Questions about Grolier Club library collections may be addressed to Grolier Club Librarian Jamie Cumby:
[email protected].
Past Fellows
2004
Earle Havens. “The
Sale of the Century: Antiquaries, Bibliophiles, and Connoisseurs at the
Harleian Sale of Coins and Medals, 1742.”
Stephen Escar Smith. "Research on the private library of William Evans Burton."
2005
Simon Loxley. The life and work of the printer Frederick Warde.
Barbara Kretzmann. Ms. Lansing Moran's lifelong quest to document twentieth-century craft binding.
2006
Shafquat Towheed. The status of Edith Wharton's works in the antiquarian book market, 1900-1950.
Hans Eckhert. "Bruce Rogers: 1870-1957, book designer."
2007
Daniela Macchione. "OperaCat: Opera for sale."
2008
Mark Towsey. "'The Historical Age': Audiences for History in Britain, 1750-1835."
Douglas Tallack. Visual
Commissions: New York City, 1865-1917.
2009
Arnold Conway Hunt. “English Dealers in the Foreign Trade.”
2010
Thierry Rigogne. "The Creation of the French Café, from the Introduction of Coffee into France to the French Revolution (1640-1800)."
2011
Sandro Jung. The Grolier Club’s run of William Peacock’s Polite Repository, or, Pocket Companion (Sir Thomas Phillipps’s almanacs).
Marianne Van
Remoortel. “The Rossettis at auction: A Survey of Items Relating to Dante
Gabriel and Christina Rossetti in Auction Catalogues, 1895-1940.”
2012
Emiko Hastings. The
history of early American women book collectors, rare book librarians, and
antiquarian booksellers.
Brooke
Palmieri. The book trade in the United States and United Kingdom from the 1930s
to the Hague Convention of 1954.
2013
Anthony S.G.
Edwards. The sale of Middle English manuscripts and early printed books in the twentieth century.
Scott Gwara. "The
Nineteenth-Century American Trade in Medieval Books: Auction Catalogues,
Antiquarian Lists, and Private Inventories."
2014
No Fellows were taken this year due to construction projects.
2015
Toby N. Burrows. “Reconstructing the Phillipps Collection.”

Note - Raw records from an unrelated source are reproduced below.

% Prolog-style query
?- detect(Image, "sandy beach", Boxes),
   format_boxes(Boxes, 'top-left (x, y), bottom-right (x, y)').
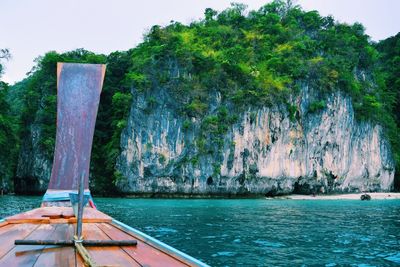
top-left (270, 192), bottom-right (400, 200)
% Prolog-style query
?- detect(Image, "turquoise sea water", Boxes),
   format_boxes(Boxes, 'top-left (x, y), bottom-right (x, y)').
top-left (0, 196), bottom-right (400, 266)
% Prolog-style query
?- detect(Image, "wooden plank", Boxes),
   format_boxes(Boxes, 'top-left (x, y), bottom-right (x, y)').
top-left (83, 223), bottom-right (141, 266)
top-left (5, 207), bottom-right (112, 224)
top-left (0, 224), bottom-right (56, 267)
top-left (97, 223), bottom-right (189, 267)
top-left (0, 224), bottom-right (38, 264)
top-left (34, 224), bottom-right (78, 267)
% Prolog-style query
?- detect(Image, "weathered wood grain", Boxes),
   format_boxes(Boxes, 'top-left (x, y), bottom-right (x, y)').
top-left (97, 223), bottom-right (188, 267)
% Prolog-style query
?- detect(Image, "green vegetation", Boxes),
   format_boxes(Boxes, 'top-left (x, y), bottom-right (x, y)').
top-left (376, 33), bottom-right (400, 189)
top-left (308, 100), bottom-right (326, 113)
top-left (0, 1), bottom-right (400, 194)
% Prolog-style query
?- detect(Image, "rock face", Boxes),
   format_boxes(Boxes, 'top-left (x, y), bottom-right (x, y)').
top-left (116, 86), bottom-right (394, 195)
top-left (14, 124), bottom-right (52, 194)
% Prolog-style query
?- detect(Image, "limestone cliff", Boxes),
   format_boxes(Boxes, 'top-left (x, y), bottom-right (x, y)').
top-left (116, 86), bottom-right (394, 195)
top-left (14, 124), bottom-right (52, 193)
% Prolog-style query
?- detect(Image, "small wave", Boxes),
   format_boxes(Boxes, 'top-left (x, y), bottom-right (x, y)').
top-left (253, 240), bottom-right (286, 248)
top-left (211, 251), bottom-right (237, 257)
top-left (384, 253), bottom-right (400, 263)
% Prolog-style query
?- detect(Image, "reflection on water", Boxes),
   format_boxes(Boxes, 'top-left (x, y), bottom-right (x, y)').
top-left (0, 196), bottom-right (400, 266)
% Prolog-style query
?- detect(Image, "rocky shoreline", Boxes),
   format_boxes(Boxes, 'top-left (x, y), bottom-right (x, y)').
top-left (268, 192), bottom-right (400, 200)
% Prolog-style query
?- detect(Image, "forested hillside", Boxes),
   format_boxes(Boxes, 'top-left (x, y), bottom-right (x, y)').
top-left (0, 1), bottom-right (400, 194)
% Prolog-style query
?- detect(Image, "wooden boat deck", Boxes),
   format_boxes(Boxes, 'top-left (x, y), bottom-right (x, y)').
top-left (0, 207), bottom-right (206, 267)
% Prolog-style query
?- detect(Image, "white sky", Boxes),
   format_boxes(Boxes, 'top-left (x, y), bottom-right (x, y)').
top-left (0, 0), bottom-right (400, 84)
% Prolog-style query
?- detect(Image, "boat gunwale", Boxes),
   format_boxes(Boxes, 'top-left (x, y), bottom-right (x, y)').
top-left (111, 218), bottom-right (210, 267)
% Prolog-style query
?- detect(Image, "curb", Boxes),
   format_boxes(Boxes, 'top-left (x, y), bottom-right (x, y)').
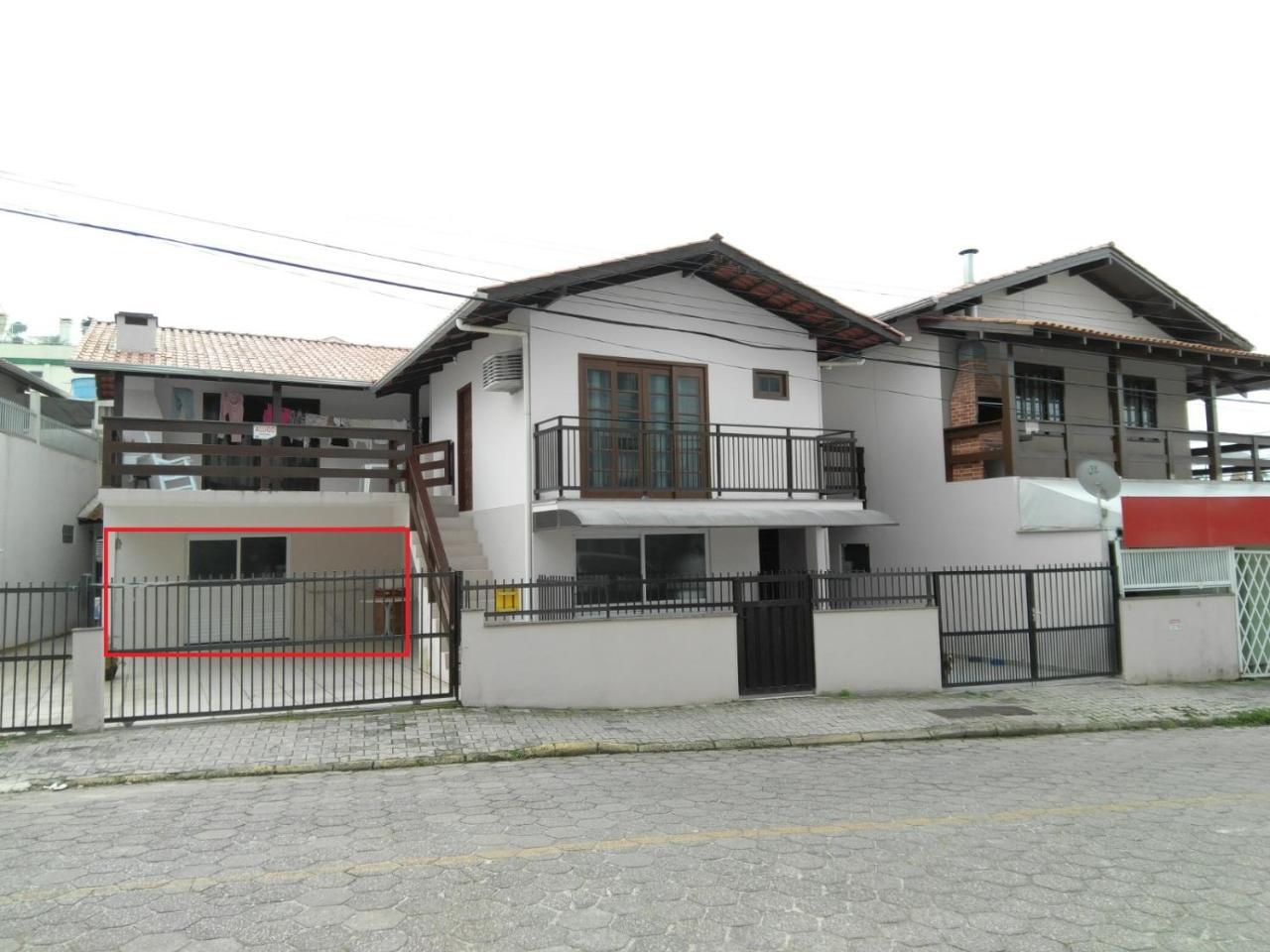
top-left (0, 715), bottom-right (1244, 793)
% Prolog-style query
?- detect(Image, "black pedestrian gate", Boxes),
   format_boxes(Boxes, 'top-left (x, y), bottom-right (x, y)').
top-left (733, 574), bottom-right (816, 694)
top-left (934, 565), bottom-right (1120, 688)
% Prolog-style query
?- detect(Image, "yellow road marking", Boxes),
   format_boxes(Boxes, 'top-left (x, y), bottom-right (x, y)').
top-left (0, 790), bottom-right (1270, 906)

Philip Martyn Oldefield. British Armorial Bindings Project.
2016
Jason Rovito. “Desiderata Machine: On the Significance of AB Bookman’s Weekly for a History of ‘information wanting’.”
Paolo Sachet. “Aldine Books and the British Antiquarian Trade, Pre-1900.”
2017
Lise Jaillant. Crosby Gaige, Frederic Warde, and Random House.
Graeme Kemp.
Books at Auction: The Sale of Books by Catalogue in England
and Scotland (1676-1707).
2018
No
Fellows were taken this year due to renovations.
2019
Helwi Blom. Middlebrow Enlightenment Disseminating Ideas,
Authors and Texts in Europe (MEDIATE) and Bibliography of individually-owned Book and Library Inventories Online (BIBLIO).
Kristen Doyle
Highland. “In the Bookstore: Literary Commerce and Culture in Antebellum New
York City.”
Yelda Nasifoglu.
Catalogue of Catalogues: A
Database of British Book Catalogues, in Print and Manuscript, up to 1700.
2020
Joseph Black – A Complete Census with Ownership Histories of
all 280 surviving copies of books by Elizabethan playwright, Thomas Nashe (d.
1600).
Alvan Bregman -- Updated and expanded edition of Stephen
Parks’s The Luttrell File: Narcissus Luttrell’s Dates on Contemporary
Pamphlets, 1678-1830 (1999).
Rachel Jacobs -- The identification of books and
works on paper purchased by Baron Ferdinand de Rothschild from the records of
Librairie Damascène Morgand (Edouard Rahir et cie, successeur).
2021-2023
No Fellows were taken in these years due to the COVID-19 pandemic.